There is still much room for the Chinese health care system to improve, and it is very far from perfect. China will be challenged in deciding how to manage the ever-complex chain of various health care actors with multiple sets of relationship among policy makers, users, providers and insurers.  Despite all that is lacking with quality health care available in China, much of it due to the accepted corrupt practices of almost all health care actors, it is still a valuable market with plenty of opportunity for foreign investors.

The State Council has announced that it will give allowance for foreign investments in medical joint ventures and collaborations.  Hong Kong, Taiwan, and Macau investors can now set up wholly-owned medical centers, and the number of locations are increasing under new policies.  In areas like the Shanghai free trade zone, oversea investors are forming their own establishments; with big name groups as the Singapore-based Raffles Medical Group and US-based Chindex International beginning their own operations in China.  Companies do have to work with the strict anti-corruption campaign the government has undertaken, which often leads to debarment from government contracting and heavy damage to companies’ reputation.

Chindex, the Chinese arm of US-based United Healthcare, established itself as one of the top models for foreign companies in China. Aside from its high-end hospitals in China’s main cities, they are also involved in managing sourcing and equipment needs. Its Beijing-based company reported a 16.3% increase in revenue from healthcare services in 2013, proving that private companies can succeed in the harsh Chinese regulatory environment. Despite having made such impressive headways, Chindex announced earlier in February that Fosun Pharma and TPG had acquired it through a merger. Chindex offers a valuable lesson for any foreign investors; the Chinese health care market is brutal. The hospitals that were managed by Chindex were certainly well managed but could acquire only a Class 1 license. Thus, Chindex was limited to primary care medical practice. Aside from basic surgery procedures, Chindex was required by Chinese law to refer out surgery cases. The strain placed on Chindex’s expected payouts from international health insurers is certainly heavy due to such regulations.

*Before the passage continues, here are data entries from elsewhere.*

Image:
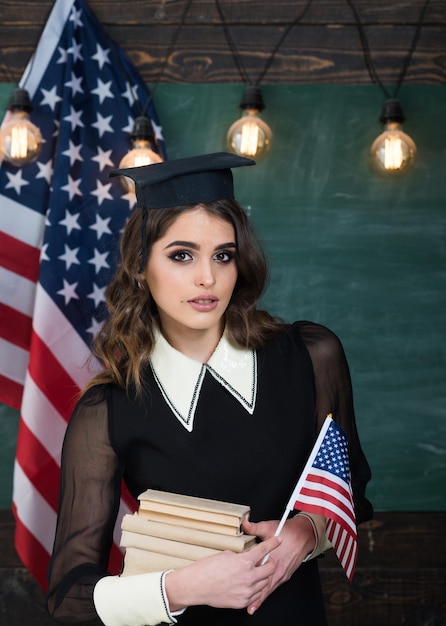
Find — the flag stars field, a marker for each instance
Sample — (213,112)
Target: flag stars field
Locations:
(68,216)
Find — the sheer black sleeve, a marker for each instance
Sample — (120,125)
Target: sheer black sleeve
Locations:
(89,502)
(334,395)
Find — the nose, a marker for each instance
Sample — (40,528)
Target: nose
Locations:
(205,275)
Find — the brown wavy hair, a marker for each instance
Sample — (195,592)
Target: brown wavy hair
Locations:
(125,342)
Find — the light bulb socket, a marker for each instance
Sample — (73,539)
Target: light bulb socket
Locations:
(252,99)
(142,129)
(392,112)
(20,101)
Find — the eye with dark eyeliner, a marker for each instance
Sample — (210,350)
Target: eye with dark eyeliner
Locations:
(224,256)
(180,256)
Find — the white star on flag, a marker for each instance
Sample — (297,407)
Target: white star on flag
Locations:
(60,222)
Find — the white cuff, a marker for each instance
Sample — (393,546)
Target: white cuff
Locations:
(318,522)
(136,600)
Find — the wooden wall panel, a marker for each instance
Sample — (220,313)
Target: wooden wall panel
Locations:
(323,48)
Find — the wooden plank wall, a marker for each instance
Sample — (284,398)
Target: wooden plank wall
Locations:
(323,47)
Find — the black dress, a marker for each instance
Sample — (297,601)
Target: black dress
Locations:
(241,434)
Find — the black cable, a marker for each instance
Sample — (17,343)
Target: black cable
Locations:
(166,58)
(368,57)
(234,51)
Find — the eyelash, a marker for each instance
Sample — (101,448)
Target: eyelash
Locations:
(175,256)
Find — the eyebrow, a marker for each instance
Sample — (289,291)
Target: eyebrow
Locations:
(194,246)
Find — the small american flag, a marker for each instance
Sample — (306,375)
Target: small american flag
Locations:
(324,488)
(60,221)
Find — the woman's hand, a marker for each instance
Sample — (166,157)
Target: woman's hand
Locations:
(298,541)
(225,580)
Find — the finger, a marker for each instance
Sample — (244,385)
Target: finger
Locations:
(265,547)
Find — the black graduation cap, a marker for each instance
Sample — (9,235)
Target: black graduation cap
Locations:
(192,180)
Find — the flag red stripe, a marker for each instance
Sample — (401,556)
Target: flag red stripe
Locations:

Chinese health care outlook is very bright but uncertain.  Public hospitals are not operating in the most cost-effective manner, and are often underfunded and poorly managed. Foreign investment into the health care market will lead the way for most of the needed improvements in China. Foreign companies can bring in the necessary funding and, more importantly, expertise in many of the health care areas growing today (i.e. pharmaceuticals and biotechnology). A government that acknowledges the need for foreign investors further assists the already favorable market. This is reflected by recent a policy that opens up for higher percentage shares for foreigners to invest. Fundamental problems of affordability and access continue to plague China’s healthcare reform. Investors will need to increase their investments across the value chain, stepping up core capabilities while exploring creative ways of dealing with customer segments through the right partnerships. Investors who can navigate and tough out China’s harsh health care market will certainly find that the future is very bright indeed.